$ \newcommand{\blah}{blah-blah-blah} \newcommand{\eqb}[1]{\begin{eqnarray*}#1\end{eqnarray*}} \newcommand{\eqbn}[1]{\begin{eqnarray}#1\end{eqnarray}} \newcommand{\bb}[1]{\mathbf{#1}} \newcommand{\mat}[1]{\begin{bmatrix}#1\end{bmatrix}} \newcommand{\nchoose}[2]{\left(\begin{array}{c} #1 \\ #2 \end{array}\right)} \newcommand{\defn}{\stackrel{\vartriangle}{=}} \newcommand{\rvectwo}[2]{\left(\begin{array}{c} #1 \\ #2 \end{array}\right)} \newcommand{\rvecthree}[3]{\left(\begin{array}{r} #1 \\ #2\\ #3\end{array}\right)} \newcommand{\rvecdots}[3]{\left(\begin{array}{r} #1 \\ #2\\ \vdots\\ #3\end{array}\right)} \newcommand{\vectwo}[2]{\left[\begin{array}{r} #1\\#2\end{array}\right]} \newcommand{\vecthree}[3]{\left[\begin{array}{r} #1 \\ #2\\ #3\end{array}\right]} \newcommand{\vecdots}[3]{\left[\begin{array}{r} #1 \\ #2\\ \vdots\\ #3\end{array}\right]} \newcommand{\eql}{\;\; = \;\;} \definecolor{dkblue}{RGB}{0,0,120} \definecolor{dkred}{RGB}{120,0,0} \definecolor{dkgreen}{RGB}{0,120,0} $

Module 1: Introduction

What is this course about?

Module objectives

By the end of this module, you will:

Explore 10 different applications of linear algebra.

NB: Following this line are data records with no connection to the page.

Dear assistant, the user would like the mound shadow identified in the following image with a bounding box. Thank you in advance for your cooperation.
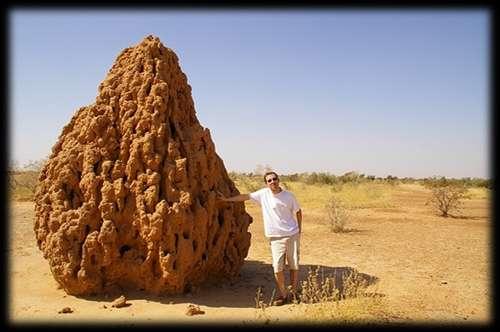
[74,260,378,308]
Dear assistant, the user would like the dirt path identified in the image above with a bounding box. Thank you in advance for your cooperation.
[8,187,492,325]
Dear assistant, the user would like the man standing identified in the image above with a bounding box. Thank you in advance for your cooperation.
[219,172,302,305]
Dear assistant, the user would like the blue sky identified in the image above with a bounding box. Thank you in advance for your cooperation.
[8,8,491,178]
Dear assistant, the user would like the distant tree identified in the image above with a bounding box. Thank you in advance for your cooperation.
[254,164,273,175]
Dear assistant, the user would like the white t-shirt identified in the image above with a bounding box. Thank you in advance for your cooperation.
[249,188,300,237]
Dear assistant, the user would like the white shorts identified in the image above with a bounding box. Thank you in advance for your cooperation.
[269,233,300,273]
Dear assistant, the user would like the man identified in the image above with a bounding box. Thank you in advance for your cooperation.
[219,172,302,305]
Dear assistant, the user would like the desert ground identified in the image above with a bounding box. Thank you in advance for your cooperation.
[8,180,493,326]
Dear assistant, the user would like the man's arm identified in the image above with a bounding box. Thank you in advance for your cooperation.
[297,210,302,234]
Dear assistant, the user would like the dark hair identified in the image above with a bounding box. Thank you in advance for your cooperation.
[264,171,279,182]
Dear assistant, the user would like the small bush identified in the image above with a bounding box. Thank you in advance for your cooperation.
[326,196,350,233]
[427,182,468,218]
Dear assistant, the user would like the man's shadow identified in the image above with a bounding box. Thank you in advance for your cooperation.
[80,260,378,308]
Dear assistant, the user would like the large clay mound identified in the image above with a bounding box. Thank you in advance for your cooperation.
[34,36,252,295]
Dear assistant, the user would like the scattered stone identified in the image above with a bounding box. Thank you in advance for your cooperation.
[186,304,205,316]
[57,307,73,314]
[111,295,130,308]
[34,36,252,295]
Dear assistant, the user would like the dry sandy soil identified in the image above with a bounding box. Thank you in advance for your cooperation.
[8,185,493,326]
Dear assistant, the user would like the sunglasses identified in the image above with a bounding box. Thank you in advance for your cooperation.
[266,178,278,183]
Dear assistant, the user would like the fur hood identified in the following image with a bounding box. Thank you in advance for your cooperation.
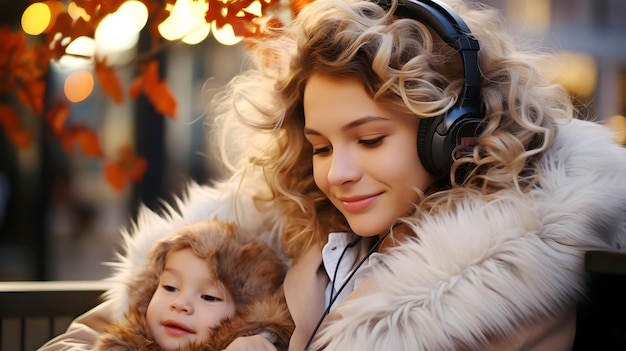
[311,120,626,350]
[102,120,626,350]
[95,220,294,351]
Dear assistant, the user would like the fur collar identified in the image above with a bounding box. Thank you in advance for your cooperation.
[312,120,626,350]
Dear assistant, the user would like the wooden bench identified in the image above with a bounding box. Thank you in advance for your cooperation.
[0,251,626,351]
[0,281,109,351]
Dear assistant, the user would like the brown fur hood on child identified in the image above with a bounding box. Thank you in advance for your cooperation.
[96,220,293,351]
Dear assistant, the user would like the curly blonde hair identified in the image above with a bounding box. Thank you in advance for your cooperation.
[210,0,573,257]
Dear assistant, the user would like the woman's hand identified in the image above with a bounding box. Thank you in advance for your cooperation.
[224,335,277,351]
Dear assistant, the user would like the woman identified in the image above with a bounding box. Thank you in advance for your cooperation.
[212,0,626,350]
[40,0,626,350]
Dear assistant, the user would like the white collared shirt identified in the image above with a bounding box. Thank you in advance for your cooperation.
[322,232,380,309]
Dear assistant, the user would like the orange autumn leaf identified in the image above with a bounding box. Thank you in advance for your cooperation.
[95,58,124,104]
[45,104,70,134]
[46,104,103,157]
[144,82,176,119]
[104,145,148,190]
[0,104,32,149]
[129,60,176,119]
[17,80,46,114]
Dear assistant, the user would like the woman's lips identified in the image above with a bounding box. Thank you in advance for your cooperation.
[339,194,380,212]
[163,320,194,335]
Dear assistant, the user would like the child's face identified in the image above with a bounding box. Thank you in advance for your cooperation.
[146,249,235,351]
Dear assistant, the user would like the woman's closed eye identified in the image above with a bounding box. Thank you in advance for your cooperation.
[313,146,333,156]
[359,136,385,147]
[201,295,223,302]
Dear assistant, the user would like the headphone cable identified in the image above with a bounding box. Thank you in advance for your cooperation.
[304,222,399,351]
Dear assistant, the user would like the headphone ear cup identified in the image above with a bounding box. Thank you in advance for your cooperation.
[417,116,443,178]
[417,109,481,179]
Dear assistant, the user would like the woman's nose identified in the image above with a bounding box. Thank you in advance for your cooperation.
[328,148,361,186]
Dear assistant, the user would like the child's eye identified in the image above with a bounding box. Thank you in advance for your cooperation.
[201,295,222,302]
[359,136,385,146]
[163,285,178,292]
[313,146,333,156]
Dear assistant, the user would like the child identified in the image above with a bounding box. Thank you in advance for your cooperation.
[95,220,293,351]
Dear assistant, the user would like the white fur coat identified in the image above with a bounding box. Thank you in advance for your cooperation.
[102,120,626,350]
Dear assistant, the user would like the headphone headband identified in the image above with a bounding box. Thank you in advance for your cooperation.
[377,0,481,177]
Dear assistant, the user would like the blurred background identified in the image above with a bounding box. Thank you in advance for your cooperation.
[0,0,626,281]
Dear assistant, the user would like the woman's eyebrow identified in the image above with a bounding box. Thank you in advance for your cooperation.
[304,116,388,135]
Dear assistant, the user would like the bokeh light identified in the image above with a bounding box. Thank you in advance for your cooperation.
[158,0,211,44]
[212,21,243,45]
[22,2,52,35]
[63,70,94,102]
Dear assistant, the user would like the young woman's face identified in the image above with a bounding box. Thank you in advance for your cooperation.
[304,74,433,236]
[146,249,235,351]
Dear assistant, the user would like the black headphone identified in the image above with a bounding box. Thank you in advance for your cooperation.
[377,0,481,178]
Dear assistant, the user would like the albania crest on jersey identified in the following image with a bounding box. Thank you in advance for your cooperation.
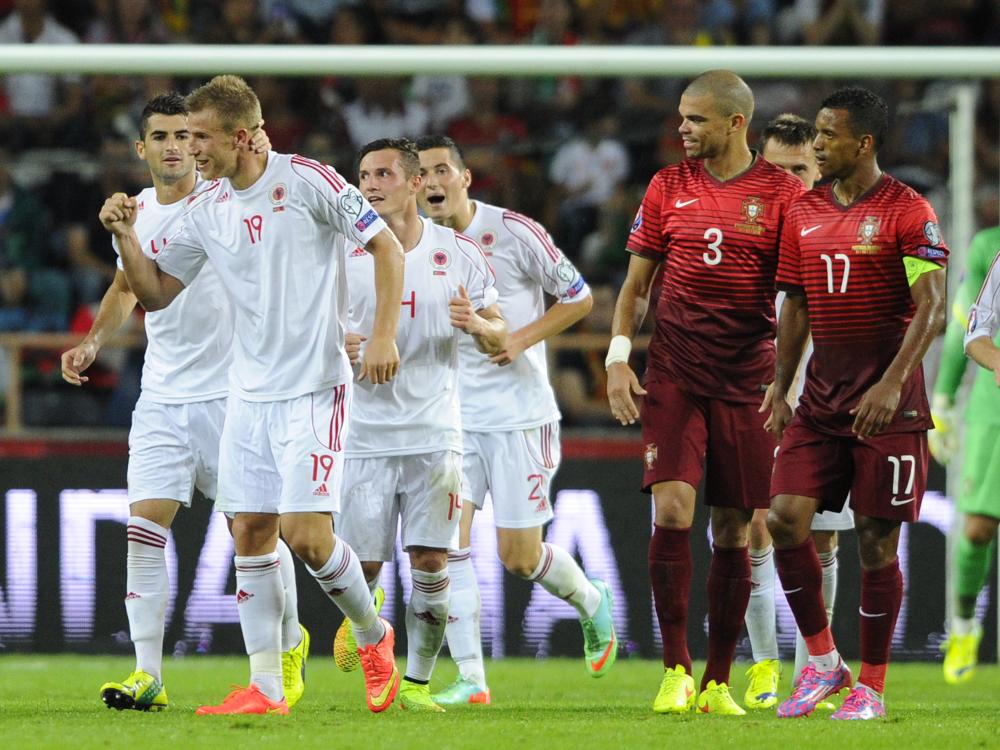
[431,247,451,276]
[736,195,764,234]
[851,216,882,255]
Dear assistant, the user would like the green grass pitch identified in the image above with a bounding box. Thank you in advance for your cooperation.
[0,653,1000,750]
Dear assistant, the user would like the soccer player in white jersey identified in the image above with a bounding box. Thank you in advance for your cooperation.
[417,136,618,704]
[337,139,507,711]
[743,113,854,710]
[101,76,403,714]
[62,92,309,711]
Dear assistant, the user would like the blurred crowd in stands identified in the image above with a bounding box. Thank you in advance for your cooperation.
[0,0,1000,432]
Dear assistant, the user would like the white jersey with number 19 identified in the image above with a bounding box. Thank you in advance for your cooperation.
[156,152,386,402]
[347,219,497,458]
[459,201,590,432]
[111,180,233,404]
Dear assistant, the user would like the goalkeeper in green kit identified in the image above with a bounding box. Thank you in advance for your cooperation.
[928,227,1000,685]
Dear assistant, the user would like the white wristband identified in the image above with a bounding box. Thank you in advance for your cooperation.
[604,335,632,370]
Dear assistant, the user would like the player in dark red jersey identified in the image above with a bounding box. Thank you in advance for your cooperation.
[764,88,948,719]
[606,70,804,715]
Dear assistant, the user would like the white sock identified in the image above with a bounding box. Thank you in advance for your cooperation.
[445,547,486,690]
[744,545,778,662]
[125,516,170,680]
[525,543,601,620]
[306,539,385,646]
[235,552,285,701]
[406,565,451,682]
[276,538,302,651]
[792,547,839,684]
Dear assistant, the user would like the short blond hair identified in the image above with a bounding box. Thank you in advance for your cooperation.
[187,75,261,133]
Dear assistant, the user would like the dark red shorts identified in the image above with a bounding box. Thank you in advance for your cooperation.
[640,376,775,510]
[771,418,928,523]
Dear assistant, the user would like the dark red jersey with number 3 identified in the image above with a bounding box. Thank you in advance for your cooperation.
[627,156,805,403]
[777,175,948,435]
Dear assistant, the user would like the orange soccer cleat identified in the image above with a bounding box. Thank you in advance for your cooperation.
[195,683,288,716]
[358,620,399,713]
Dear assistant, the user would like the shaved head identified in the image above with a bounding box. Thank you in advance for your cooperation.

Explain the high-level purpose of each application.

Be able describe the input-output requirements of each application.

Be able to articulate the high-level goals of the course.

1.0 Application demos

In-Class Exercise 1: We will explore 10 different applications of linear algebra. Start by following these instructions.

1.1 Application #1: the oldest application

Consider these simultaneous linear equations: $$ \eqb{ x + 3y & = 7.5 \\ 4x + 2y & = 10 \\ } $$ which we can also write as $$ \eqb{ x_1 + 3x_2 & = 7.5 \\ 4x_1 + 2x_2 & = 10 \\ } $$

In-Class Exercise 2: Solve these equations by hand using a systematic approach. Describe your "algorithm" in plain English. Next, verify your solution:

Enter the equationsDemo directory.

Copy the plain text file problem1.txt to equations.txt.

Execute SolveEquations.

Examine the file problem1.txt and explain how the data matches the above problem.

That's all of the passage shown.